Undesirable Effects:
Infections and other infestations: Psuedomembranous colitis. Blood and lymphatic system disorders: Eosinophilia, thrombocytopenia, leukopenia, lymphocytosis, neutropenia, prothrombin time increased, hemolytic anemia, agranulocytosis, aplastic anemia. Immune system disorders: angioedema, anaphylaxis, (maybe manifested by solarity symtoms, including asthenia, edema of the face and limbs, dyspnea, paresthesias, hypotension, vasolidation), urticaria. Nervous system: Headache, dizziness, somnolence, seizures. Psychiatric disorder: somnolence, reversible hyperactivity, nervousness, insomia, confusion, hallucinations. Gastrointestinal disorders: Diarrhea, nausea, vomiting, dyspepsia. Hepatobiliary disorders: transient elevation in aspartate in aminotrasnferase (AST), alanine aminotransferase (ALT) and alkaline phosphetase, hepatic dysfunction, including hepatitis and cholastic jaundice. Skin and subcautineous tissues disorders: rash, pruritus, serum sickness like reaction (charatcterized by erythema multiforme, rashes, and other skin manifestations accompanied by arthritis/arthralgia, with or without fever, and differ from classic serum sickness in that there is frequently associated lymphadenopathy and proteinuria, or circulating immune complexes, and no evidence to date of sequelea of the reaction), Steven-Johnson syndrome, toxic epidermal necrolysis, morbiliform eruptions. Musculoskeletal and connecitive tissue disorders: Hypertonia. Renal and unrinary disorders: Transient increase in serum urea or creatinine, abnormal urinalysis, reversible interstitial nephritis. Reproductive system and breast disorders: Vaginal monilliasis, vaginitis. General disorders and administrations site conditions: Fever. In addition to the adverse reaction listed above, the following adverse reactions and altered laboratory tests have been reported for cephalosporin-class antibiotics: fever, abdominal pain, superinfection, renal dysfunction, toxic nephropathy, hemorrhage,false positive test for urinary glucose, elevated bilirubin, elevated lactate dehydrogenase (LDH), and pancytopenia.
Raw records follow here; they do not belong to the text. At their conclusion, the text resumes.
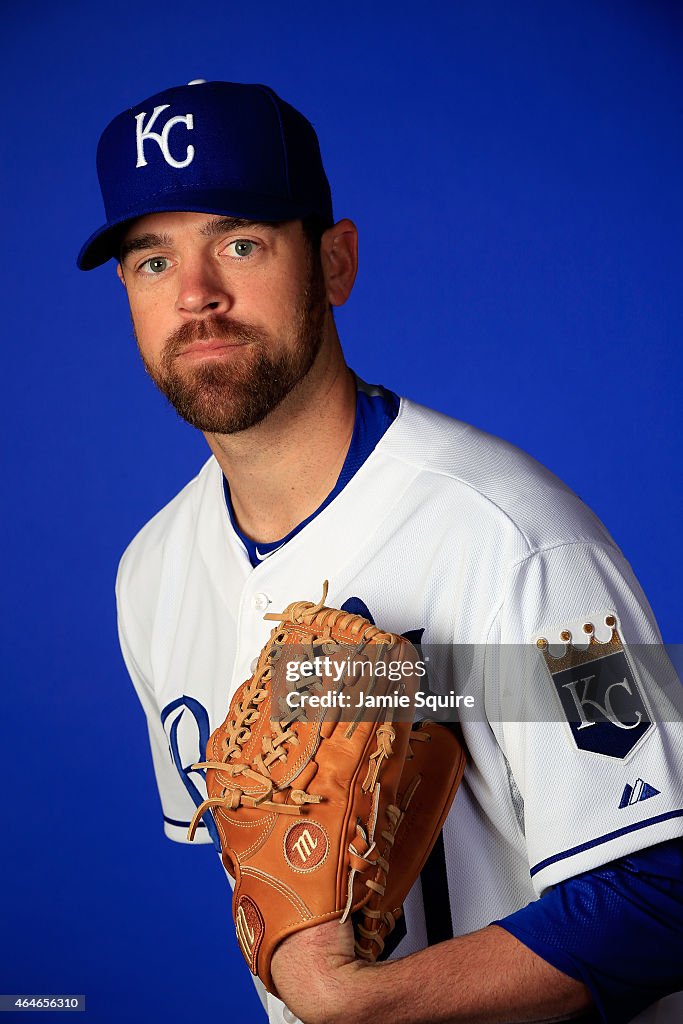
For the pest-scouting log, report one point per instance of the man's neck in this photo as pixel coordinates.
(281, 470)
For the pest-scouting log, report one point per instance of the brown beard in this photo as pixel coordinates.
(226, 396)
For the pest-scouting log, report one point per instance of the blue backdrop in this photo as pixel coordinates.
(514, 171)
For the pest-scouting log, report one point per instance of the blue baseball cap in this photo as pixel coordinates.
(218, 147)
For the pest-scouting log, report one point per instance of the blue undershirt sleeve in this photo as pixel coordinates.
(619, 929)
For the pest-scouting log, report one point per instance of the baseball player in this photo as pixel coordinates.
(556, 888)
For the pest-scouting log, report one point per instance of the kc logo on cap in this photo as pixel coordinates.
(242, 152)
(144, 132)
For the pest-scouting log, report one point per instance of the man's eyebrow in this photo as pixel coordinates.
(142, 242)
(220, 224)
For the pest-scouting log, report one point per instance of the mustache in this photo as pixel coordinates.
(186, 334)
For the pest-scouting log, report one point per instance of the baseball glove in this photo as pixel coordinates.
(310, 787)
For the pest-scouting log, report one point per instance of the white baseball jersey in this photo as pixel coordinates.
(450, 530)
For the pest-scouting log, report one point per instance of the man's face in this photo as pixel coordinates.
(228, 315)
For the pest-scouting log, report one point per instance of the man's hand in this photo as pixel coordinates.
(315, 972)
(487, 977)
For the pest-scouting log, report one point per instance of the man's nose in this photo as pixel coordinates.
(202, 290)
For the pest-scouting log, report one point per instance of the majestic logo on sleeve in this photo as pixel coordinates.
(144, 133)
(597, 686)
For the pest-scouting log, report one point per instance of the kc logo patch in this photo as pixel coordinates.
(144, 132)
(597, 686)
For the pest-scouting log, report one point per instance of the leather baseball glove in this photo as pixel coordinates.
(312, 776)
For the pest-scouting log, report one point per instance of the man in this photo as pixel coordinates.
(220, 216)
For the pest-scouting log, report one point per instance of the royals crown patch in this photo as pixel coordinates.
(597, 685)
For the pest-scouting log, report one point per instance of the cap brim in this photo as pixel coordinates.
(104, 243)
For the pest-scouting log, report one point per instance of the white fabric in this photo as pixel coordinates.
(453, 530)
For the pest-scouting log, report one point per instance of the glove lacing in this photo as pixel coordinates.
(273, 747)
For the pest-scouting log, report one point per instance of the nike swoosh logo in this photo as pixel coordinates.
(262, 558)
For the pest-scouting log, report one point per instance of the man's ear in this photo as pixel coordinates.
(339, 254)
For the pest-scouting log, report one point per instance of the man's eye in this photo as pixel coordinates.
(242, 248)
(156, 264)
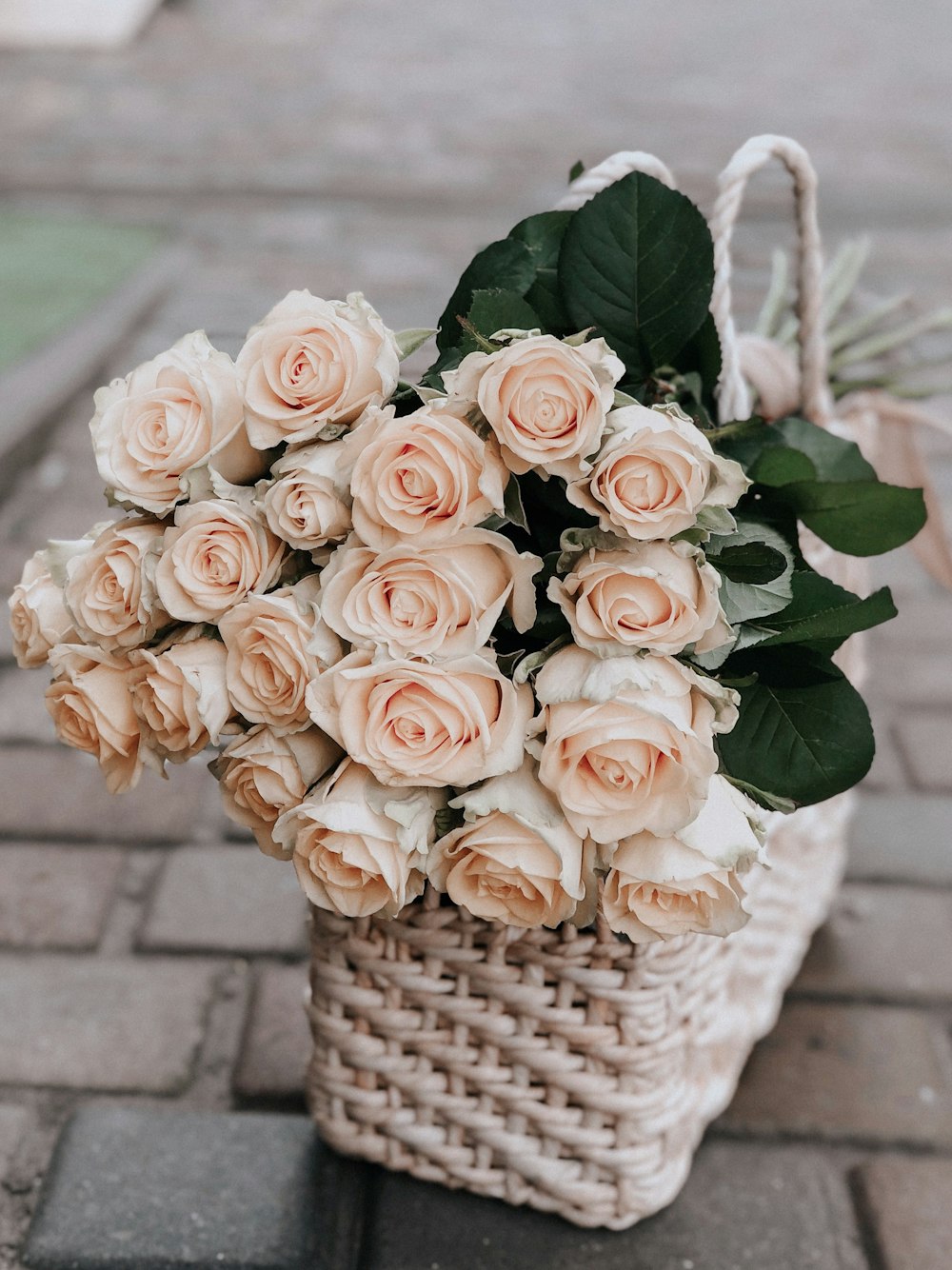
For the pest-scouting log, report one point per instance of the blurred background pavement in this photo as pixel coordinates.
(232, 152)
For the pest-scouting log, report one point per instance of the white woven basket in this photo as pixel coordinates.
(564, 1069)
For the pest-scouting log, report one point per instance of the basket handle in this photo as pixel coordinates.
(733, 391)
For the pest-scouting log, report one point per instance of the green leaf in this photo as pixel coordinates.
(859, 517)
(800, 736)
(638, 265)
(745, 601)
(506, 265)
(823, 612)
(754, 563)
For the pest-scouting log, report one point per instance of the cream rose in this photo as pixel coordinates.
(655, 474)
(38, 615)
(628, 741)
(213, 556)
(263, 774)
(422, 478)
(169, 418)
(277, 645)
(314, 362)
(655, 596)
(691, 882)
(109, 590)
(418, 724)
(181, 699)
(90, 704)
(516, 860)
(360, 847)
(305, 505)
(428, 601)
(546, 400)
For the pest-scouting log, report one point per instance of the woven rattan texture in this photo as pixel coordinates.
(554, 1068)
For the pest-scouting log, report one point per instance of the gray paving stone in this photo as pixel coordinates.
(277, 1042)
(902, 837)
(227, 900)
(56, 897)
(156, 1190)
(906, 1201)
(889, 943)
(60, 794)
(743, 1205)
(849, 1072)
(97, 1023)
(925, 741)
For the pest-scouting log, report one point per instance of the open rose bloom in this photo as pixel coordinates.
(486, 638)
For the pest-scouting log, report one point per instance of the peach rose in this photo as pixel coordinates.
(662, 886)
(516, 860)
(181, 698)
(169, 418)
(422, 478)
(360, 847)
(263, 774)
(655, 596)
(109, 590)
(277, 645)
(305, 505)
(314, 362)
(428, 601)
(418, 724)
(90, 704)
(213, 556)
(655, 474)
(546, 400)
(38, 615)
(628, 741)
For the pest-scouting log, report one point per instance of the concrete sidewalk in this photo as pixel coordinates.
(152, 961)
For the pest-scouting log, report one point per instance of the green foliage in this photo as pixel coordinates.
(638, 265)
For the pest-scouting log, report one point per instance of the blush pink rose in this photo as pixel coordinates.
(167, 421)
(212, 558)
(315, 362)
(654, 596)
(628, 741)
(655, 474)
(413, 723)
(422, 478)
(545, 400)
(360, 847)
(425, 601)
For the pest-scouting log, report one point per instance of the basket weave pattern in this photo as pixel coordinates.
(564, 1069)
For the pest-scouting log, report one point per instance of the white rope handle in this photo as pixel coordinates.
(733, 391)
(605, 173)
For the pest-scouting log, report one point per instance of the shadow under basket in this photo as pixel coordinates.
(554, 1068)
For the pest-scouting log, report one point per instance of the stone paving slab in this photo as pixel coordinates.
(902, 837)
(277, 1042)
(844, 1072)
(908, 1204)
(768, 1208)
(56, 897)
(227, 900)
(883, 943)
(156, 1190)
(97, 1023)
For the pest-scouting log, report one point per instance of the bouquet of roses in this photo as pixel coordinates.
(537, 631)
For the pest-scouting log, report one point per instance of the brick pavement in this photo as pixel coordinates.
(150, 959)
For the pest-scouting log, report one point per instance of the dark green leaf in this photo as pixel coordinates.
(859, 517)
(506, 265)
(749, 562)
(638, 265)
(822, 611)
(802, 741)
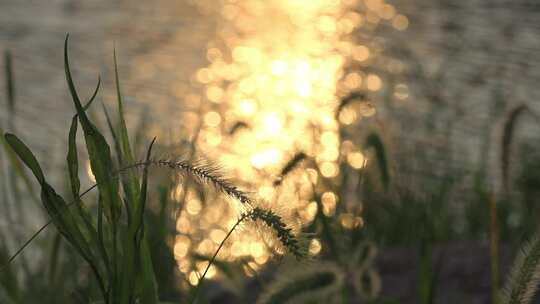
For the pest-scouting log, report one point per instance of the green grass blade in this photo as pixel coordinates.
(130, 181)
(98, 151)
(25, 155)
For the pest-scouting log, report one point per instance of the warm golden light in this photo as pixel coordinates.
(276, 74)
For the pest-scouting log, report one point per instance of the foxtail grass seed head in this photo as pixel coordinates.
(284, 233)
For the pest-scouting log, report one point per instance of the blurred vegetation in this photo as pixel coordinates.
(395, 212)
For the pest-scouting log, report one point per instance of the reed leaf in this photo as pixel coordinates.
(98, 151)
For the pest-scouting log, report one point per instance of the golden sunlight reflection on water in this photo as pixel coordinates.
(275, 77)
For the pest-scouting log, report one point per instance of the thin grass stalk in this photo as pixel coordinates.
(241, 219)
(494, 249)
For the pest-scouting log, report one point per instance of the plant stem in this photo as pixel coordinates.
(215, 255)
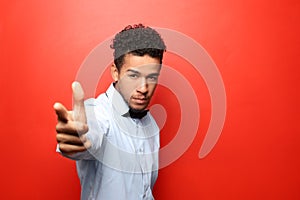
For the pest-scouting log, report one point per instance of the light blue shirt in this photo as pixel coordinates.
(123, 160)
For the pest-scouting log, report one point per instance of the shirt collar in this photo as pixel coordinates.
(118, 102)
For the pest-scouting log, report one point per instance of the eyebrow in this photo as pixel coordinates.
(133, 71)
(137, 72)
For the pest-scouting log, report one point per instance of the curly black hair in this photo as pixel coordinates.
(137, 40)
Interaction w/ other medicaments:
Antacids: the extent absorption of cefaclor is diminished if magnesium or aluminum hydroxide- containing anatacids are taken an hour of administration; cimetidine did not alter either the rate of the extent of the absorption of cefaclor. Anticoagulants: concomitant administration of cefaclor and oral anticoagulants has rarely resulted in increased prothrombin time, with or without clinical bleeding. It is recommended that during concomitant treatment, regular monitoring of prothrombin time should be considered, with dosage adjustment if necesarry. Probenecid: As with other beta-lactam antibiotics, the renal excretion of cefaclor is inhibited by probenecid. Interference with laboratory test: Cefaclor may cause false positive reaction for glucose in the urine with Benidict's solution. Fehling's solution or with Clinitest tablets, but not with enzyme-based tests such as Clinistix. A false-positive Coomb's test has been reported during treatment with the cephalosporins antibiotics; therefore, it should be recognized that a positive Coomb's test may be due to the drug, e.g., Coomb's testing of newborns whose mothers have received cephalosporins before parturition or in hematologic studies, or in transfusion cross-matching procedures when antiglobulin tests are performed.